Fixation/Preparation
Myoglobin is resistant to formalin fixation. Immunoreactivity is not significantly enhanced by proteolytic digestion and is not responsive to HIER.
Background
Myoglobin, a 17.8 kD protein is the oxygen carrier hemoprotein, a specific marker for striated muscle cells. It is also present in cardiac muscle. The antibodies do not crossreact with hemoglobin. Crossreactivity with myoglobins of other mammalian species may occur with some antibodies.
Applications
Antimyoglobin has been used to indicate early myocardium necrosis and skeletal muscle trauma and necrosis. Myoglobin was one of the earliest markers of striated muscle differentiation but its expression appears to be linked to the differentiation of rhabdomyosarcoma cells, so that a sizable number of such tumors, particularly the poorly differentiated ones, exhibit no staining. In our experience, morphologically recognizable rhabdomyoblasts express myoglobin, whereas poorly differentiated tumors fail to stain so that this marker is not helpful when it is actually required (Leong et al, 1989; Guruchala et al, 1997). Its application as a marker of early ischemic myocardium appears to be less reliable than cytoskeletal proteins such as vinculin, desmin anda-actinin (Zhang & Riddick, 1996). Myoglobin immunostaining has been employed in the study of raggedred fiber of patients with mitochondrial encephalomyopathy (Kunishige et al, 1996).

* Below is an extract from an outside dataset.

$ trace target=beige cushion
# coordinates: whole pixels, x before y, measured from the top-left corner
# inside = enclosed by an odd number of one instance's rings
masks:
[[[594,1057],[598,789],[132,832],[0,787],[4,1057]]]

Staining for myoglobin can also be performed in renal biopsies of patients with myoglobin-containing casts due to conditions such as necrotizing myopathy or rhabdomyolysis (Helliwell et al, 1991).
Comments
Myoglobin is obviously not a dependable marker of striated muscle differentiation, especially in poorly differentiated rhabdomyosarcoma. Other markers such as desmin, muscle-specific actin and MyoD1 should be employed for the identification of striated muscle differentiation. The protein released from necrotic muscle may be phagocytosed by macrophages which should not be mistaken for rhabdomyoblasts.
References
•Guruchala A, Niezabitowski A, Wasilewska A et al 1997. Rhabdomyosarcoma. Morphologic, immunohistochemical and DNA study. General Diagnostic Pathology; 142: 175-184.
•Helliwell TR, Choakley JH, Walgenmakers AJ et al 1991. Necrotizing myopathy in critically-ill patients. Journal of Pathology; 164: 307-314.
•Kunishige M, Mitsui T, Akaike M et al 1996. Localisation and amount of myoglobin and myoglobin mRNA in ragged-red fiber of patients with mitochondrial encephalomyopathy. Muscle and Nerve; 19: 175-182.
•mRNA in ragged-red fiber of patients with mitochondrial encephalomyopathy. Muscle and Nerve; 19: 175-182.
•Leong AS-Y, Kan AE, Milios J 1989. Small round cell tumours in childhood: immunohistochemical studies in rhabdomyosarcoma, neuroblastoma, Ewing's sarcoma, and lymphoblastic lymphoma. Surgical Pathology; 2: 5-17.
•Zhang JM, Riddick L 1996. Cytoskeleton immunohistochemical study of early ischemic myocardium. Forensic Science International; 80: 229-238.
Bibliografia
Manual of diagnostic antibodies for immunohistology / Anthony S.-Y. Leong, Kumarasen Cooper, F. Joel W.-M. Leong.